Mix your dry and wet pumpkin waffle ingredients separately

It might seem like a silly step, but in the world of baking, it's rather important to mix your wet and dry ingredients separately if the recipe calls for it. These easy pumpkin waffles do, so grab two mixing bowls and start whisking. Kit recommends using a large glass measuring cup for the wet ingredients, so it's easier to pour later.

First, you'll combine the light brown sugar, all-purpose flour, pumpkin pie spice, double-acting aluminum-free baking powder, and fine sea salt with a whisk. In the other bowl or large measuring cup, combine the pumpkin purée, whole milk, melted salted butter, and three large eggs. This one will take a touch more work, as you want to be sure to integrate those three eggs completely. Once the yolks have disappeared into the mix, you're good to go.

Now you can combine the two mixes together by pouring the wet ingredients into the dry ingredients. Mix together by gently folding, but be careful to not over-mix as it could cause the waffles to be tough. The batter will be ready once there is no more loose dust visible from the dry ingredients.

Get those easy pumpkin waffles cooking

If you haven't already, preheat your waffle maker according to the manufacturer's instructions. Most irons only have one temperature, so just turning it on will do the trick. Once it's heated, spray the waffle iron with cooking oil, or brush it with butter.

Based on the size of your iron, scoop the appropriate amount of batter onto the cooking surface and cook according to the manufacturer's instructions. Kit has noted that these waffles should come out crispy, which is a result of the pumpkin puree. On a mini waffle iron, expect these to take about six minutes, which is longer than a non-pumpkin waffle would take. They will look dark when they are finished, but fear not — they aren't burnt — the pumpkin puree browns a good bit once it cooks. 

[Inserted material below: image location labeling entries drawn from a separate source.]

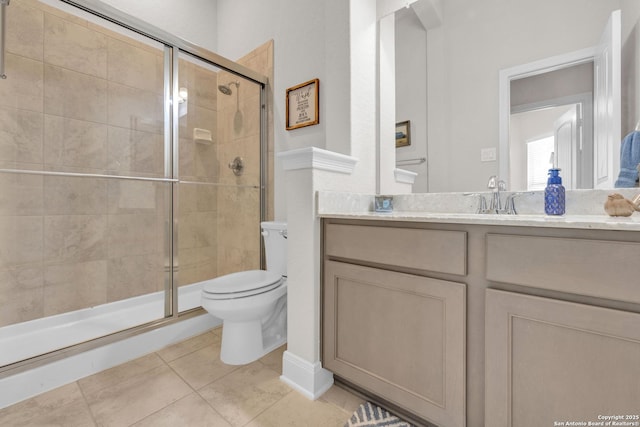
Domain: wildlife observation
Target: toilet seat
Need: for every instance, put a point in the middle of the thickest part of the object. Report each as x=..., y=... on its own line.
x=241, y=284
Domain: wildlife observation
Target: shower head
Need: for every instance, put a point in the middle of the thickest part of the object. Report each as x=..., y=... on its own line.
x=226, y=89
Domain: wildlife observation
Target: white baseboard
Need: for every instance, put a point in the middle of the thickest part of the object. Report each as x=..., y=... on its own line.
x=24, y=385
x=310, y=379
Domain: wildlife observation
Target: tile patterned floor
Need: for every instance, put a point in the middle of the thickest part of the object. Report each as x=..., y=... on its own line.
x=185, y=384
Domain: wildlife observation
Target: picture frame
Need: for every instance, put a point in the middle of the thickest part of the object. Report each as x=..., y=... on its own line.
x=303, y=105
x=403, y=134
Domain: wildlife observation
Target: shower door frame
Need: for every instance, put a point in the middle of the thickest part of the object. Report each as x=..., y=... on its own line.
x=173, y=45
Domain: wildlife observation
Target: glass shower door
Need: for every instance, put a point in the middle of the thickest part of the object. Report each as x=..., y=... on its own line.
x=84, y=193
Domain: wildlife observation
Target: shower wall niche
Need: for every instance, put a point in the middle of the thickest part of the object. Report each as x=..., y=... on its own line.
x=102, y=202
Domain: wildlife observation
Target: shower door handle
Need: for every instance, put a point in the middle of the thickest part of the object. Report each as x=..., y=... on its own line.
x=237, y=166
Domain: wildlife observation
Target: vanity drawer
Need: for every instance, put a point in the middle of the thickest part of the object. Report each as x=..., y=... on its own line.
x=433, y=250
x=597, y=268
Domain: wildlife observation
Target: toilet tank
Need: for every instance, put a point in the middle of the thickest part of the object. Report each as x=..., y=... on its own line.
x=275, y=245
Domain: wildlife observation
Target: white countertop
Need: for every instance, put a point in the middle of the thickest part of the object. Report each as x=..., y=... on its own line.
x=595, y=222
x=434, y=209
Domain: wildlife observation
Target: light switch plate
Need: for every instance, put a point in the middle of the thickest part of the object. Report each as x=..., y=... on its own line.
x=488, y=154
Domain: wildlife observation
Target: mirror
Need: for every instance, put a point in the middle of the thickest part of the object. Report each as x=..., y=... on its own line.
x=466, y=49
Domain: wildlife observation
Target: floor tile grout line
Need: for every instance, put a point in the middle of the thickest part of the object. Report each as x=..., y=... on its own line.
x=86, y=402
x=267, y=408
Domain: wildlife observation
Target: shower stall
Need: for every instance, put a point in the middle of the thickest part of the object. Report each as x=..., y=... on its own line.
x=133, y=166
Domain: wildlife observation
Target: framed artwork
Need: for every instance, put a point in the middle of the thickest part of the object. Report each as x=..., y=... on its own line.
x=403, y=134
x=303, y=105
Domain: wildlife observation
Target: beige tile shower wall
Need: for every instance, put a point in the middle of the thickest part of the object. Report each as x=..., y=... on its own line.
x=239, y=199
x=198, y=164
x=78, y=98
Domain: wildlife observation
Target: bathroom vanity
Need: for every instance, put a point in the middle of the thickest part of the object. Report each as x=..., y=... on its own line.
x=470, y=320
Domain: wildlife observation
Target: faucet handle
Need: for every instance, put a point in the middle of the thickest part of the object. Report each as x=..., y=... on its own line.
x=492, y=184
x=510, y=204
x=482, y=202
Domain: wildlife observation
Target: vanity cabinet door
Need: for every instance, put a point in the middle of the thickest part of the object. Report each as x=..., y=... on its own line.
x=399, y=336
x=551, y=361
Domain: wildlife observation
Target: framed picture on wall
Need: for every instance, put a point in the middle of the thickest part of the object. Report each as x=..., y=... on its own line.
x=403, y=134
x=303, y=105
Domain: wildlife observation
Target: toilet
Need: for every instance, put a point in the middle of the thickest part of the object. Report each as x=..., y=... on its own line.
x=252, y=304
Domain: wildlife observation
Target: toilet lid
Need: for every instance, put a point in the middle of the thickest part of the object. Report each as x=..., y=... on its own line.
x=243, y=283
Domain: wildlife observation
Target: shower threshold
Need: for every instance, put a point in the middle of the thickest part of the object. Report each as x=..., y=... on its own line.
x=33, y=338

Remove the cooked waffle to a cooling rack before eating. You can keep your waffles toasty in a warm oven before you're ready to serve if need be. Kit suggests topping your waffle with butter, maple syrup, whipped cream, or almond butter. Leftovers? You can store them in the freezer and reheat in the oven, toaster, or air-fryer. Enjoy!

Easy Pumpkin Waffle Recipe
4.9 from 19 ratings
If you're looking for a breakfast that's fast, delicious, and homemade, add Kit Hondrum's easy pumpkin waffles recipe to your to-do list.
Prep Time
Cook Time
Pumpkin waffles on cooling rack
Total time: 11 minutes
  • 1 cup pumpkin puree
  • 1 cup whole milk
  • ¼ cup salted butter, melted
  • 3 large eggs
  • ¼ cup light brown sugar
  • 2 cups all-purpose flour
  • 1 tablespoon pumpkin pie spice
  • 1 tablespoon double-acting aluminum-free baking powder
  • ½ teaspoon fine sea salt
  1. Whisk together the 1 cup pumpkin puree, 1 cup milk, ¼ cup melted butter, 3 large eggs, and ¼ cup brown sugar in a bowl or large measuring cup.
  2. Whisk together the 2 cups flour, 1 tablespoon pumpkin pie spice, 1 tablespoon baking powder, and ½ teaspoon salt in a separate large bowl.
  3. Pour wet ingredients into dry ingredients and fold together until just combined using a silicone spatula. Don't over mix.
  4. Preheat the waffle iron according to the manufacturer's instructions.
  5. Spray waffle iron with cooking oil or brush with butter.
  6. Scoop batter onto waffle iron and cook according to manufacturer's instructions or until crispy, about 6 minutes.
  7. Remove waffles to a cooling rack.
  8. Keep warm in oven if desired.
Calories per Serving 482
Total Fat 18.0 g
Saturated Fat 9.9 g
Trans Fat 0.5 g
Cholesterol 176.1 mg
Total Carbohydrates 66.5 g
Dietary Fiber 3.7 g
Total Sugars 14.3 g
Sodium 582.2 mg
Protein 14.0 g
The information shown is Edamam’s estimate based on available ingredients and preparation. It should not be considered a substitute for a professional nutritionist’s advice.